Low levels of zinc, or zinc deficiency, is a common problem in children and women living in low- and middle-income countries. Cereal-based foods and legumes are rich in dietary fibre and phytates, which reduce absorption of zinc from the intestine. As people in low-income households derive majority of their nutritional intake from only these foods, they are more likely to develop zinc deficiency. Adding zinc to common staple foods, alone or in combination with other vitamins and minerals, has been proposed as an intervention to increase intake of zinc.
A team of Cochrane authors based in India, Canada, and Switzerland worked with Cochrane Public Health to evaluate the effects of fortification of staple foods with zinc on blood zinc levels and health-related outcomes in the general population above two years of age. The review includes eight studies with a total of 709 participants. Seven of the included studies were from middle-income countries in Asia, Africa, Europe, and Latin America, where zinc deficiency is likely to be a public health problem.

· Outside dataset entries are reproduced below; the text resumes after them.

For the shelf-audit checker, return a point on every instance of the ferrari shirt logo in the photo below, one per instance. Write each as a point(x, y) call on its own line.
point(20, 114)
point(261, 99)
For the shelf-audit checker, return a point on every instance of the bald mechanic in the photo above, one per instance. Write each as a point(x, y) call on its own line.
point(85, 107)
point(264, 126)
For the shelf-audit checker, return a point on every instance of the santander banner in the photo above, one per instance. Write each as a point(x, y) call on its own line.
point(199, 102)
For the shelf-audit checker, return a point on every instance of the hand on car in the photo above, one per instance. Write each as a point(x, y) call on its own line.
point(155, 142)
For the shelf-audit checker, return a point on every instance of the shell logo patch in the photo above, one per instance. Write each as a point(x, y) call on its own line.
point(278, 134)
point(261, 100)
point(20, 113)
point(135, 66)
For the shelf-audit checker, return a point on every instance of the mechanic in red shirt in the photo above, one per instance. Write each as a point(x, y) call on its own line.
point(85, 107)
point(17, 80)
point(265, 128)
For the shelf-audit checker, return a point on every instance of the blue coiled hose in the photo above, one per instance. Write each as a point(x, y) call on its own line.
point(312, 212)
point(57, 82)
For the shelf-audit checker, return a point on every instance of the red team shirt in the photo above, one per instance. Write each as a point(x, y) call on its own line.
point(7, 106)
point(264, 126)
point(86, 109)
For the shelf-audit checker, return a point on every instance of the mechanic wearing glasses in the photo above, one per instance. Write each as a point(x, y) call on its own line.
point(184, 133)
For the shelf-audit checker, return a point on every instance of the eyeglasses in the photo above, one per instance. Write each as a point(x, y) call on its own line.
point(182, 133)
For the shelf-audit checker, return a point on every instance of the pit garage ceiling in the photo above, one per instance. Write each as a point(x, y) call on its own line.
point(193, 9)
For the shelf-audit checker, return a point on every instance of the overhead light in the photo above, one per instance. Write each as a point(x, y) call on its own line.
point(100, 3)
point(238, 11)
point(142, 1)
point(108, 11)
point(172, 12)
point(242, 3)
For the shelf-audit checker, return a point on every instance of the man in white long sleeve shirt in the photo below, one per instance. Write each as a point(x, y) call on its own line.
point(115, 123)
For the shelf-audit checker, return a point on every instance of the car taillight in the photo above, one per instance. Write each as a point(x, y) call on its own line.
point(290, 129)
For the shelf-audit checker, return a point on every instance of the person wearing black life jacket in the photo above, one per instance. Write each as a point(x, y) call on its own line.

Analyses suggest that fortification of foods with zinc may have a marginal increase in serum zinc levels, which is an indicator of zinc status. If zinc is added to food in combination with other micronutrients, it may make little or no difference. Effects of fortification of foods with zinc on other outcomes including zinc deficiency, children’s growth, cognition, work capacity of adults, or on haematological indicators, are unknown.
“Zinc deficiency is a significant public health problem. Zinc is vital for the normal functioning of the reproductive immune and gastrointestinal systems,” said Dheeraj Shah, the lead author of the Cochrane Review. “Fortification programmes play a major role in increasing dietary uptake of some vitamins and minerals lacking in populations, especially given the low cost and long-term sustainability. Unfortunately, the practice of many countries of implementing mandatory fortification of cereal flours with zinc in combination with other micronutrients may not be the best strategy to combat zinc deficiency in these populations. The World Health Organization is going to take the findings of this Cochrane Review into consideration in their future guidelines. We hope upcoming studies will investigate the feasibility of adding zinc to other foods, such as edible oils, sugars, and beverages.”